The scheme is the following: I decided to code a python script, that will read a configuration file, and fetch the RSS feed for one given arxiv category. Categories are the way articles are grouped together on arxiv and the list can be found here. Then the script will go through every article and check the title against a list of “buzzwords” defined in the configuration file. If one of the buzzwords is in the title, the title, authors and link of the article is send by telegram message to the configured user or group.
The configuration file looks like this
[bot]
token = 0000000000:AAAAAAAAAAAAAAAAAAAAAAAAAAAAAAAAAAA
[quant-ph]
chat_id = 0
category = quant-ph
buzzwords = cvqkd,continuous variable,continuous-variable,qkd,quantum key distribution,rfsoc,fpga
Note: this is neither a real token nor a real chat id.
As you see, it’s possible to define as many updates as you want, with different categories, chat ids and buzzwords.
Using the python script
Using the python script is pretty straightforward. The code can be found on the github repo, and a pypi package is also provided
pip install arxiv-update-bot
Then you have to create a configuration file. By default, the script will look for its configuration file in /etc/arxiv-update-bot/config.ini
but it’s possible to change this behaviour with a command line argument. An example configuration file is shipped with the package and corresponds to the one shown above.
Once this is done, you can call the script.
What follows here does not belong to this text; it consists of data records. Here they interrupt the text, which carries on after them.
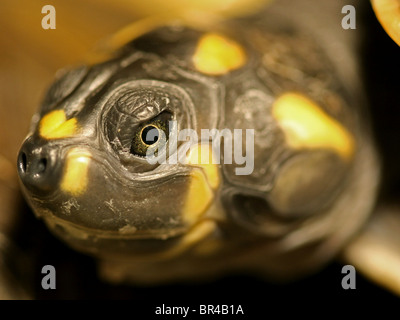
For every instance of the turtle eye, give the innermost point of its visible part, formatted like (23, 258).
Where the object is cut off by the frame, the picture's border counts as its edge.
(151, 136)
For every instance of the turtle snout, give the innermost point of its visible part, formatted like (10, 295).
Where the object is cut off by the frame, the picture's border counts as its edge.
(37, 168)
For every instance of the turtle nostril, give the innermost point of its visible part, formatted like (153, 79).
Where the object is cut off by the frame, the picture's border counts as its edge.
(41, 166)
(23, 162)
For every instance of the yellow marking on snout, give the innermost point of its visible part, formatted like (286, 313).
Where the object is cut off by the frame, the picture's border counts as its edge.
(217, 55)
(202, 182)
(75, 177)
(306, 125)
(55, 125)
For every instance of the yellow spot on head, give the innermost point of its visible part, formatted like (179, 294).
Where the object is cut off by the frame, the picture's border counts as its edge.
(55, 125)
(75, 176)
(217, 55)
(198, 197)
(306, 125)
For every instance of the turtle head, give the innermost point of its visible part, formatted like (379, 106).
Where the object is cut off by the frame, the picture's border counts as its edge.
(102, 164)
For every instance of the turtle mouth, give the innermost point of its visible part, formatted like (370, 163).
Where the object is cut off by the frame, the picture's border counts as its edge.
(127, 241)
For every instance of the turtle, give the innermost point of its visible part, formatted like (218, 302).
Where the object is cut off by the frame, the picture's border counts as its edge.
(314, 178)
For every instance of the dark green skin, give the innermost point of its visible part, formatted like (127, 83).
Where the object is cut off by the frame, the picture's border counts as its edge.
(258, 230)
(254, 234)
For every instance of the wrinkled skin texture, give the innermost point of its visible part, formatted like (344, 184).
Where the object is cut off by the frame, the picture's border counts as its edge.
(35, 87)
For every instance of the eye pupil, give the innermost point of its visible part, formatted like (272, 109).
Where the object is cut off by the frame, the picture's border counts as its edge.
(150, 135)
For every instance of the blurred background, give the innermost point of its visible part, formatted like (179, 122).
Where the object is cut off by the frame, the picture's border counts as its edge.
(29, 58)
If you cloned the repository, you can execute the main.py
file in the arxiv_update_bot
module. If you installed with pip, the command arxiv-update-bot
should have been installed. Here is the documentation of this command:
usage: arxiv-update-bot [-h] [-c CONFIG_PATH] [-q] [-p]
Scrap the arXiv
options:
-h, --help show this help message and exit
-c CONFIG_PATH, --config-path CONFIG_PATH
Path for configuration path. Replace default of /etc/arxiv-update-bot/config.ini
-q, --quiet If quiet is set, then the bot will not send message if no article are found.
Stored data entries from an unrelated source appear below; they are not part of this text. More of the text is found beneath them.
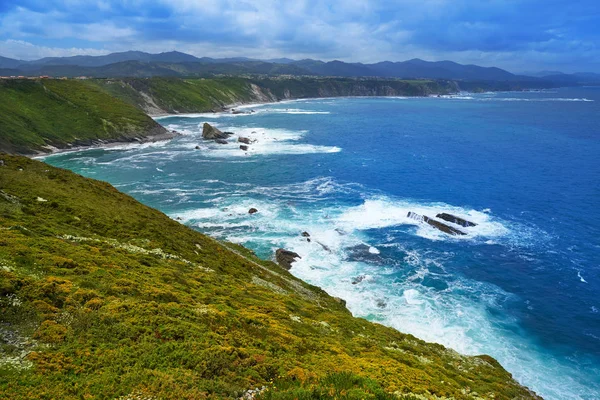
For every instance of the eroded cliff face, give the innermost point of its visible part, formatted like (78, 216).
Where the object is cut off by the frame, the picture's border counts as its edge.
(170, 96)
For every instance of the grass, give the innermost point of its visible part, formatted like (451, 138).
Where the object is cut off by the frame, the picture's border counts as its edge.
(38, 113)
(102, 297)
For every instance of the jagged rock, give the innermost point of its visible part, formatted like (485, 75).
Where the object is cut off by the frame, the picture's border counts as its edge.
(456, 220)
(325, 247)
(285, 258)
(209, 132)
(363, 252)
(436, 224)
(340, 300)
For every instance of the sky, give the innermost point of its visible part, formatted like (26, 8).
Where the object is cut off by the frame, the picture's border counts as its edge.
(518, 35)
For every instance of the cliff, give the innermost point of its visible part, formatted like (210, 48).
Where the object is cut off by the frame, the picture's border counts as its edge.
(46, 114)
(38, 115)
(103, 297)
(172, 95)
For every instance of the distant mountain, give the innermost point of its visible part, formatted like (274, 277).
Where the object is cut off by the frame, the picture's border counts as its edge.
(175, 63)
(414, 68)
(541, 74)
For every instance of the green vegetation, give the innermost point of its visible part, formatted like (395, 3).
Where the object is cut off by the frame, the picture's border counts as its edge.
(35, 114)
(102, 297)
(173, 95)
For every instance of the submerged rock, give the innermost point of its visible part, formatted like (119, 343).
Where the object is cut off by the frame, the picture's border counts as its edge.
(455, 220)
(209, 132)
(436, 224)
(285, 258)
(340, 300)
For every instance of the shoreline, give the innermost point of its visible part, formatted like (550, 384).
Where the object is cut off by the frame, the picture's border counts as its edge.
(107, 144)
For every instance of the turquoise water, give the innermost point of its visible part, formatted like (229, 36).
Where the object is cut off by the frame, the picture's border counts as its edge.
(522, 286)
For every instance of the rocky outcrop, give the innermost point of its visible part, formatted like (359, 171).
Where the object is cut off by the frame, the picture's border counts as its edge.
(455, 220)
(209, 132)
(436, 224)
(285, 258)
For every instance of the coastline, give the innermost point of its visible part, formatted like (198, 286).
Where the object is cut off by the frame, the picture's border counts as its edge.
(107, 144)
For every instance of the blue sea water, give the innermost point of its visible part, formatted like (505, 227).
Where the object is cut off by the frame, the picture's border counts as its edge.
(522, 286)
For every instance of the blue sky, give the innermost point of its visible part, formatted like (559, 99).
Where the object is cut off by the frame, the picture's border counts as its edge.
(519, 35)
-p, --print-info If print-info is set, then the bot will send its configuration instead of the updates.
Hence the path of the configuration file can be given with the -c
file. You can check that everything is working well with the following command:
arxiv-update-bot -c /path/to/config.ini -p
If you type
arxiv-update-bot -c /path/to/config.ini
you should receive the update. However is it not yet very practical as we still have to manually execute the command to get the updates.
Automate with cron
If you have a server (or anything that just stays up, like a raspberry pi), it’s possible to use cron, to schedule the tasks.
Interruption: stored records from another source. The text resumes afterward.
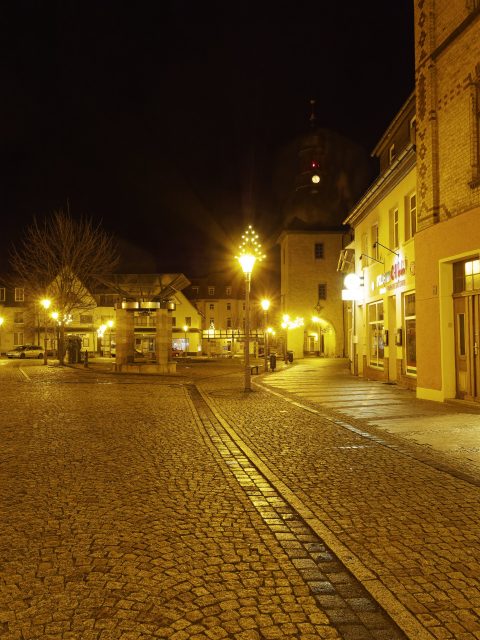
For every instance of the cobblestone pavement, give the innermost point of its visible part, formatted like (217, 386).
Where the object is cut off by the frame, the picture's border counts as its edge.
(407, 524)
(127, 511)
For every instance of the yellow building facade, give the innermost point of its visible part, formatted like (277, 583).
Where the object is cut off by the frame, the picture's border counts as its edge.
(447, 245)
(381, 305)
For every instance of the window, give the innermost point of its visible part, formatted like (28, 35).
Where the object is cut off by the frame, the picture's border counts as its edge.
(475, 130)
(319, 250)
(413, 130)
(391, 154)
(394, 228)
(411, 216)
(375, 334)
(374, 241)
(17, 338)
(466, 276)
(410, 333)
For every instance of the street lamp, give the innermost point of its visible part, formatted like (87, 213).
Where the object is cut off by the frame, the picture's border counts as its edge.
(110, 325)
(250, 252)
(185, 331)
(46, 306)
(265, 306)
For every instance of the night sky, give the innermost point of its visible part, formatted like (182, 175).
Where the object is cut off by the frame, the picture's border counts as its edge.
(163, 119)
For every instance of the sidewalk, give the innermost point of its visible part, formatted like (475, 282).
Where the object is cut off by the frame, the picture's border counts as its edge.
(451, 428)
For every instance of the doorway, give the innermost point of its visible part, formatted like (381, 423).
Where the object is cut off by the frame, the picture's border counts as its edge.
(467, 361)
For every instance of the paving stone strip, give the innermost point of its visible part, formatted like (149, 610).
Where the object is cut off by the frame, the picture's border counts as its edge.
(348, 605)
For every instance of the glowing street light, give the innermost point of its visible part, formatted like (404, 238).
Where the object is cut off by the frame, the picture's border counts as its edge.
(265, 306)
(250, 252)
(46, 306)
(185, 331)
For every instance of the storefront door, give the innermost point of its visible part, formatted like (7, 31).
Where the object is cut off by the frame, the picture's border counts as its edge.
(467, 361)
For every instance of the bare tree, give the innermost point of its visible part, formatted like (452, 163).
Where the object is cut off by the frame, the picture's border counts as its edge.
(62, 259)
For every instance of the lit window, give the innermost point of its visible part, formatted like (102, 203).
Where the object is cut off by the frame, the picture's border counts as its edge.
(410, 333)
(391, 154)
(394, 228)
(18, 338)
(322, 291)
(319, 250)
(411, 216)
(375, 334)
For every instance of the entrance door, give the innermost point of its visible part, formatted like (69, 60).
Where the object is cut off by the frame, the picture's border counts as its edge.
(392, 349)
(467, 360)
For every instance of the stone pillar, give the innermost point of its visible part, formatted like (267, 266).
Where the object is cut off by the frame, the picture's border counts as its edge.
(163, 340)
(125, 340)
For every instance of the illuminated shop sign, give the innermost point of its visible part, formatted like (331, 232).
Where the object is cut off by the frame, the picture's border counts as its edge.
(396, 273)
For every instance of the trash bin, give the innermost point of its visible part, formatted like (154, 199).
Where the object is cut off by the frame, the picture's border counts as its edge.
(273, 361)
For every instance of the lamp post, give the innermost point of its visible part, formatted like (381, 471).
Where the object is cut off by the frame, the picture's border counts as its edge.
(250, 252)
(265, 306)
(46, 305)
(185, 331)
(110, 325)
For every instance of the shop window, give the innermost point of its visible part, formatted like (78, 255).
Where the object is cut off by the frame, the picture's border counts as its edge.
(17, 338)
(410, 333)
(376, 334)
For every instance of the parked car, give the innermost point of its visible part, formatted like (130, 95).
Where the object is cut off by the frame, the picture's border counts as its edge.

For me, here is the cron job I configured:
0 8 * * * /home/nanoy/bots/arxiv-update-bot/.venv/bin/arxiv-update-bot -c /home/nanoy/bots/arxiv-update-bot/config.ini
Hence, each morning at 8, the script is called and I received the updates.
The docker image
As of version 0.8 of the module, I introduced a docker image that can be used to run the bot with minimal commands. You can either configure it directly with the docker command line
docker run -d -t -i -e AUB_TOKEN=0000000000:AAAAAAAAAAAAAAAAAAAAAAAAAAAAAAAAAAA -e AUB_CHAT_IDS=0 -e AUB_CATEGORIES=quant-ph -e AUB_BUZZWORDS='cvqkd,cv-qkd,continuous variable,continuous-variable,qkd,quantum key distribution,rfsoc,fpga' -e AUB_CRONTAB='0 10 * * *' --name arxiv-update-bot nanoy/arxiv-update-bot
or with docker-compose
version: '3.6'
services:
arxiv-update-bot:
image: nanoy/arxiv-update-bot
environment:
- AUB_TOKEN=0000000000:AAAAAAAAAAAAAAAAAAAAAAAAAAAAAAAAAAA
- AUB_CHAT_IDS=0;10
- AUB_CATEGORIES=quant-ph;category2
- AUB_BUZZWORDS=cvqkd,cv-qkd,continuous variable,continuous-variable,qkd,quantum key distribution,rfsoc,fpga;buzzword1, buzzword2
- AUB_CRONTAB=0 10 * * *
Conclusion
Don’t hesitate to report any bug or improvement on the issue tracker.
Hopefully, this can be be useful to other people (software is release under the MIT license).